For those that think that the CBC may have lost its political demeanor, know that the CBC has been of immense value to African-Americans since its founding. Over the decades, the CBC’s been the organ through which concerns of Black Americans entered Congress and means by which policy victories have been delivered for disenfranchised minorities. CBC adherents say that interests of Black America “remain central to the caucus’s aims.” Let’s all remind CBC members that it was formed to rally their collective influence and ensure that African-Americans’ issues were raised and debated in Congress. Its guiding principle, set forth by Rep. Bill Clay of Missouri, was: “Black people have no permanent friends, nor enemies … just permanent interests.”
The CBC has grown to 49 members — 47 in the House and two in the Senate — that span 21 states, the District of Columbia and the Virgin Islands. They are obliged to seek recompense in the nation’s discussions of racism and white supremacy. They must move away from mainstream politics to take action regarding the symbols and policies of racism all around us.
It’s true that some members are tone-deaf to African-Americans’ well-being. Some CBC members may have stayed too long at the fair. African-American groups such as Black Lives Matter feel disconnected from the CBC (e.g., Rep. Elijah Cummings telling Baltimore protesters to “go home” after Freddie Gray’s death and Rep. John Lewis scolding protesters for interrupting a Hillary Clinton speech in Atlanta).

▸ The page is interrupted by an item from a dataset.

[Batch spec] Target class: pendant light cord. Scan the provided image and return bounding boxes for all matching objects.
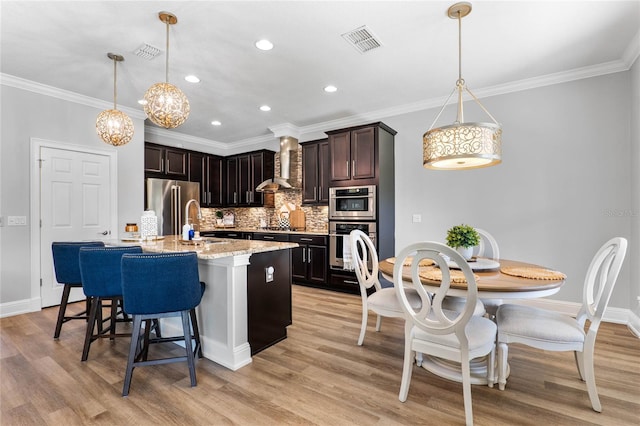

The caucus needs to go back to basics, reengaging in their founding goals: “positively influencing the course of events pertinent to African-Americans” by putting legs to House Resolution 40, which would establish a commission to study and develop reparation proposals for African-Americans.
For starters, all 49 CBC members need to sign onto the current Congress’s version of H.R. 40. The resolution, which would be a major step toward reparations for slavery, has 32 co-sponsors, of which just 23 are CBC members.
Through the years, CBCF events “make money.” Revenues from ALC events have enabled the CBCF to deposit over $5 million in Black banks and fund hundreds of fellowships. This year’s ALC, themed “And Still I Rise,” could be educational as well as informative toward Blacks’ collective emergence beyond racial inequalities. Reps. Robin Kelly of Chicago and Marc Veasey of Fort Worth, ALC co-chairs, invite concerned Blacks to join in exploring today’s issues from our own perspectives.
It’s time the CBC go back to the reason it was founded. Now that the CBC has increased numbers and clout, they could start a national dialogue on race if they came together on a seminal legislative issue for Blacks and their interests.
Concerned Blacks must make this year’s event about more than just parties and receptions by setting goals that advance Blacks through research and policy.